Force MariaDB clients to use utf8mb4

mariadb utf8mb4
utf8mb4 emoji
character_set_system utf8mb4
mysql 5.7 utf8mb4
utf8mb4 vs latin1
utf8mb4 to utf8
utf8mb4_unicode_ci
how to store utf-8 data in mysql

I'm running into an issue where I'm getting differently ordered results when querying with PHP Versus the command line. From my research, it appears that in some cases that bad encoding can cause problems with the order of the results.

That said, all my DB tables are encoded as utf8mb4, with the collation utf8mb4_general_ci. However, it doesnt seem that the mysql variables are set correctly.

I'm on Mysql 5.5.5-10.1.26-MariaDb.

Here are my CNF settings, but to be honest I don't know what I'm doing here:

[client]
default-character-set=utf8mb4

[mysql]
default-character-set=utf8mb4

[mariadb]


[mysqld]

character-set-server=utf8mb4
character_set_client=utf8mb4
collation-server=utf8mb4_general_ci

The variables output from mysql:

character_set_client        utf8
character_set_connection    utf8
character_set_database      utf8mb4
character_set_filesystem    binary
character_set_results       utf8
character_set_server        utf8mb4
character_set_system        utf8
collation_connection        utf8_general_ci
collation_database          utf8mb4_unicode_ci
collation_server            utf8mb4_general_ci

Update: A person has asked for how I'm connecting to the database:

$this->connection = new PDO('mysql:host='.DB_SERVER.';dbname='.DB_NAME.';port='.DB_PORT, DB_USER, DB_PASS, $options);

Update: I've switched to utf8mb4_unicode_ci (as per suggestions in answers below).


You should probably use utf8mb4_unicode_ci instead of utf8mb4_general_ci as it's more accurate. Unless you're running MariaDB on a system with an old/limited CPU and performance is a huge concern.

That being said, the solution is to set init_connect in your MariaDB configuration (or --init-connect on the command line):

init_connect = "SET NAMES utf8mb4 COLLATE utf8mb4_unicode_ci"

Either way is fine. I am not recommending one way over the other. Both are equally valid approaches.

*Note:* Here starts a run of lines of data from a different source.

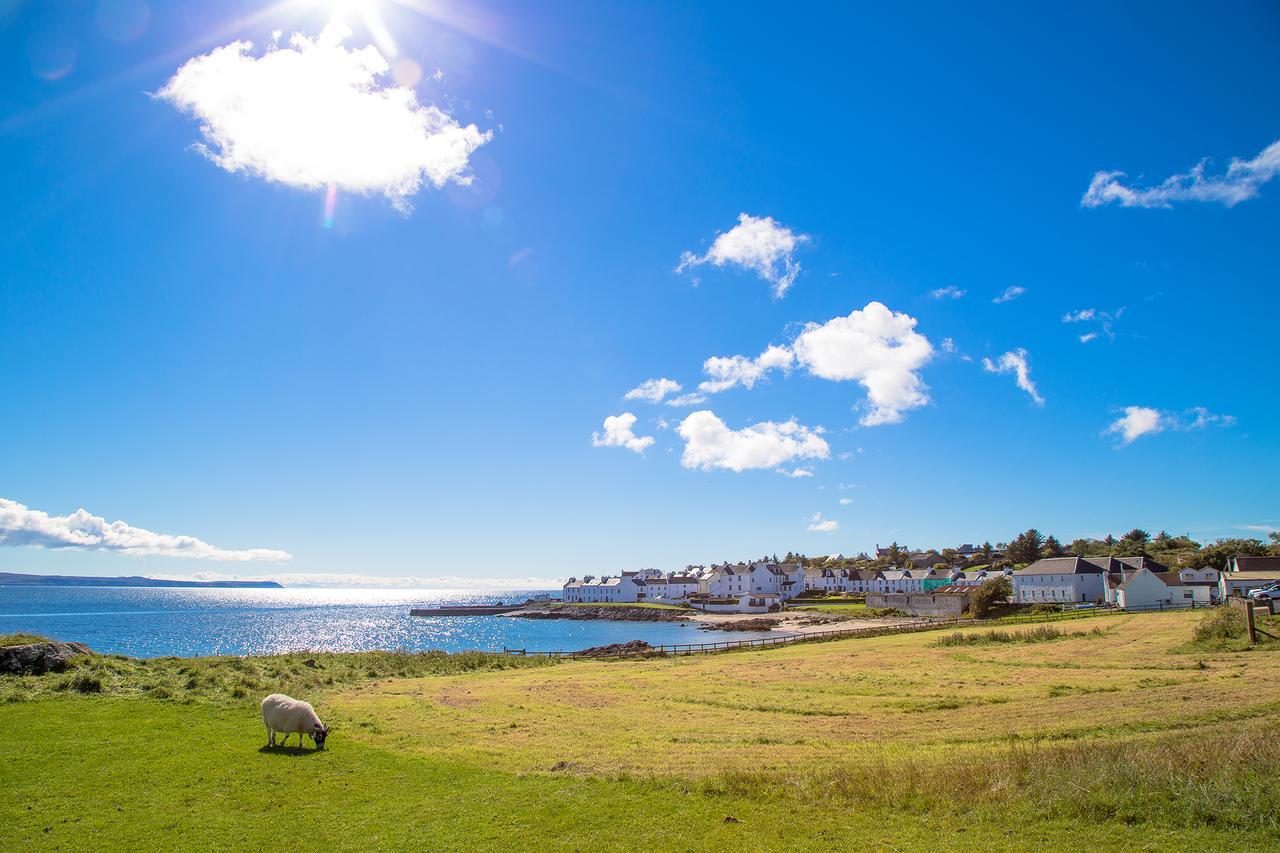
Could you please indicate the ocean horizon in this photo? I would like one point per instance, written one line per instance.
(155, 621)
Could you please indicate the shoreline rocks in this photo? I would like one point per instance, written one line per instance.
(741, 625)
(37, 658)
(616, 649)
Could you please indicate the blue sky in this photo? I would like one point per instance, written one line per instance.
(414, 389)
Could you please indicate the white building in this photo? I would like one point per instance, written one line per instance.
(1247, 573)
(1059, 580)
(1147, 589)
(732, 582)
(606, 591)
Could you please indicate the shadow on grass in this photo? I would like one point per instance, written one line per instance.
(289, 751)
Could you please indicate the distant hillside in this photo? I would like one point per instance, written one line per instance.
(9, 579)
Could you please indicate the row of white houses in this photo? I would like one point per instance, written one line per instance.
(1138, 582)
(764, 583)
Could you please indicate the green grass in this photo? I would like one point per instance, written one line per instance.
(21, 639)
(883, 743)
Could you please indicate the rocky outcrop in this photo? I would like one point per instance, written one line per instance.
(741, 625)
(616, 649)
(37, 658)
(615, 612)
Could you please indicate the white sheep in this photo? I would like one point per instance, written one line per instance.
(292, 716)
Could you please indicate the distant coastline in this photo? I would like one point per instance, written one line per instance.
(12, 579)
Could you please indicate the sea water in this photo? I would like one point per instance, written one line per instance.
(163, 621)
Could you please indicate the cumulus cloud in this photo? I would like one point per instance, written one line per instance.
(1136, 423)
(1009, 295)
(653, 389)
(1240, 182)
(315, 114)
(1143, 420)
(21, 525)
(727, 372)
(876, 347)
(709, 443)
(873, 346)
(819, 524)
(755, 243)
(617, 433)
(1015, 363)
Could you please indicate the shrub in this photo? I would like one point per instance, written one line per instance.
(1224, 624)
(988, 594)
(82, 684)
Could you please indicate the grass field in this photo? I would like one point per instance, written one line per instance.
(1124, 731)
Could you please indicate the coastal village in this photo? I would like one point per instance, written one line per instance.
(932, 583)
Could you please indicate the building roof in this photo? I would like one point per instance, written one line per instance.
(1063, 566)
(1168, 578)
(1256, 564)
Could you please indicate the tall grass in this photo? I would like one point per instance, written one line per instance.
(1038, 634)
(21, 639)
(1196, 778)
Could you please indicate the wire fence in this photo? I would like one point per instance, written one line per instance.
(627, 649)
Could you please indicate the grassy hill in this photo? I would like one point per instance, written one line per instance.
(1112, 731)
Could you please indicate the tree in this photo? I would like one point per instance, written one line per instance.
(991, 592)
(1025, 546)
(1219, 553)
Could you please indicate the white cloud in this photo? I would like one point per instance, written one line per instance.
(1240, 182)
(873, 346)
(1136, 423)
(755, 243)
(653, 389)
(709, 443)
(1016, 364)
(314, 114)
(1144, 420)
(876, 347)
(21, 525)
(617, 433)
(1104, 320)
(1009, 293)
(823, 525)
(727, 372)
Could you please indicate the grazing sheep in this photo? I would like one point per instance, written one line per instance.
(292, 716)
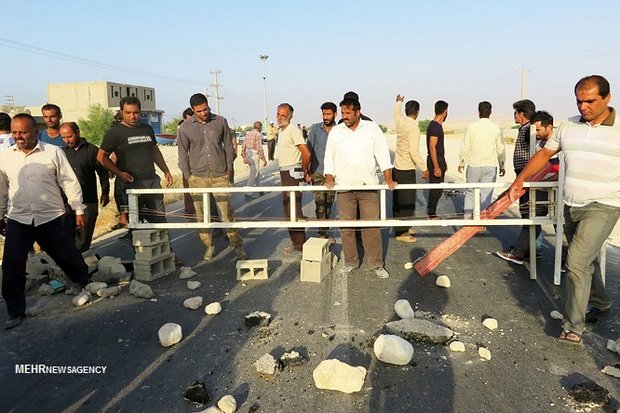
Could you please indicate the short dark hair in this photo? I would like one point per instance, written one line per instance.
(198, 99)
(484, 109)
(543, 117)
(5, 121)
(51, 106)
(440, 107)
(329, 106)
(351, 103)
(525, 106)
(130, 100)
(600, 81)
(412, 107)
(29, 118)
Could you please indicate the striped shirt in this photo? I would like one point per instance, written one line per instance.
(592, 156)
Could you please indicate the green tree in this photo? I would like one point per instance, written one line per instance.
(99, 120)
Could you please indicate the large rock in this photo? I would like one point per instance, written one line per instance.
(170, 334)
(333, 374)
(422, 330)
(393, 349)
(403, 309)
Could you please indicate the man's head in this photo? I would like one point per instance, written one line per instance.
(284, 114)
(200, 106)
(329, 111)
(130, 111)
(5, 122)
(51, 115)
(24, 131)
(524, 110)
(350, 111)
(70, 133)
(593, 95)
(484, 109)
(543, 122)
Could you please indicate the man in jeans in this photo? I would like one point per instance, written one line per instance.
(590, 144)
(206, 157)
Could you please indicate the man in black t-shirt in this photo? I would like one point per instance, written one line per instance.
(436, 160)
(137, 153)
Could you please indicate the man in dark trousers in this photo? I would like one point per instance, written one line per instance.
(83, 159)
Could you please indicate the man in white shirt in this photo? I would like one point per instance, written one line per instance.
(482, 150)
(353, 149)
(33, 176)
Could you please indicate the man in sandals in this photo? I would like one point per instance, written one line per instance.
(590, 144)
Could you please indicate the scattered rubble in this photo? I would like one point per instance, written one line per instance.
(393, 349)
(422, 330)
(140, 290)
(170, 334)
(213, 308)
(333, 374)
(403, 309)
(193, 303)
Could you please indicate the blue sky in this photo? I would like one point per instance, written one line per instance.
(459, 51)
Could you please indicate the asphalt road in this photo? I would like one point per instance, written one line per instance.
(530, 370)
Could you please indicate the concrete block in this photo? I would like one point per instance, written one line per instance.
(252, 270)
(149, 236)
(151, 252)
(313, 271)
(157, 268)
(315, 249)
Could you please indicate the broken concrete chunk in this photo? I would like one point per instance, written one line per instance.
(393, 349)
(422, 330)
(213, 308)
(258, 318)
(140, 290)
(490, 323)
(227, 404)
(457, 346)
(403, 309)
(442, 281)
(484, 353)
(170, 334)
(192, 285)
(186, 272)
(193, 303)
(333, 374)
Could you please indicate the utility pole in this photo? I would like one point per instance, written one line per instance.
(216, 85)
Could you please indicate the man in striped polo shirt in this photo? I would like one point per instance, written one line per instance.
(590, 144)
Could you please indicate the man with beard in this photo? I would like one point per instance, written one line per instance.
(317, 141)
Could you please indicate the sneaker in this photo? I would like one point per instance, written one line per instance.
(405, 238)
(510, 256)
(382, 273)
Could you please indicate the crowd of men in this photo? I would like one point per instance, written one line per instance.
(48, 194)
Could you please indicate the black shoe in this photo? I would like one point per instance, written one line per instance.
(13, 322)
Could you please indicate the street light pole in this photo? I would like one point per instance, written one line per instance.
(264, 58)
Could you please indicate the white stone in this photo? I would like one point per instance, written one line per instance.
(333, 374)
(457, 346)
(403, 309)
(484, 353)
(227, 404)
(193, 303)
(170, 334)
(192, 285)
(95, 286)
(186, 272)
(443, 281)
(393, 349)
(490, 323)
(556, 315)
(213, 308)
(140, 290)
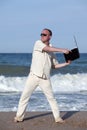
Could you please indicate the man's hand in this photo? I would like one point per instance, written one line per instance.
(66, 51)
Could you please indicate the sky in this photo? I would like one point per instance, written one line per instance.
(21, 22)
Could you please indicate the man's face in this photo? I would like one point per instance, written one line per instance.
(45, 36)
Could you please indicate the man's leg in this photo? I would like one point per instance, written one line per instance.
(31, 84)
(46, 87)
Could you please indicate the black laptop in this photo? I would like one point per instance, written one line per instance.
(74, 54)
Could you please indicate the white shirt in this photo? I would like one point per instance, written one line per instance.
(42, 62)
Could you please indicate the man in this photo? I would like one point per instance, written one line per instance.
(43, 60)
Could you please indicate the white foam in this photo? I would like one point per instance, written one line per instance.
(60, 83)
(69, 82)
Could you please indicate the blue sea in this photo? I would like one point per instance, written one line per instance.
(69, 83)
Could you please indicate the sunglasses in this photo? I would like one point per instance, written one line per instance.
(43, 34)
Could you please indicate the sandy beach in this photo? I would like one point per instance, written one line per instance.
(74, 120)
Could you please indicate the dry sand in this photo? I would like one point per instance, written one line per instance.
(44, 121)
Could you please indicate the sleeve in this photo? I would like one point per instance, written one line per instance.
(54, 60)
(39, 45)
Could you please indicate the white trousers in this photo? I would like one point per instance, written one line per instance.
(32, 82)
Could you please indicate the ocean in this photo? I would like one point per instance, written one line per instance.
(69, 83)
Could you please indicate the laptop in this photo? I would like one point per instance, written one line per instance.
(74, 54)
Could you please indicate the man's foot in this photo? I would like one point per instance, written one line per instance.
(60, 120)
(16, 120)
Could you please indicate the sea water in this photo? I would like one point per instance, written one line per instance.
(69, 83)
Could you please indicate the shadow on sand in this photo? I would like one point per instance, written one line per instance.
(65, 116)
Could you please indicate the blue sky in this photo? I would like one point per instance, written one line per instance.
(21, 22)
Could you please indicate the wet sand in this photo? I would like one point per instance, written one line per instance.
(74, 120)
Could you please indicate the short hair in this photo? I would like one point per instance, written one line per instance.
(48, 31)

Your MariaDB configuration may be in my.cnf or a file included by my.cnf, typically found under /etc/mysql. Check your system documentation for details. Because you are configuring a server variable, as indicated by the MariaDB documentation linked to above, you should set the variable in the server part of the configuration file. The server part of the configuration files is indicated by the INI section names ending in "d". An INI section is denoted by a keyword surrounded by square brackets, e.g. "[section]". The "d" stands for "daemon", which is standard UNIX nomenclature for a server process. You can set the variable in either the [mysqld] section or the [mariadb] section. Because the init_connect server variable is common to both MySQL and MariaDB, I would recommend you put it under [mysqld].

I see that you are setting character_set_client=utf8mb4 in your pasted configuration. You don't need to do this. You can delete or comment out the line. Comments are lines starting with pound symbol (#), also known as a hash mark, octothorp, or number sign.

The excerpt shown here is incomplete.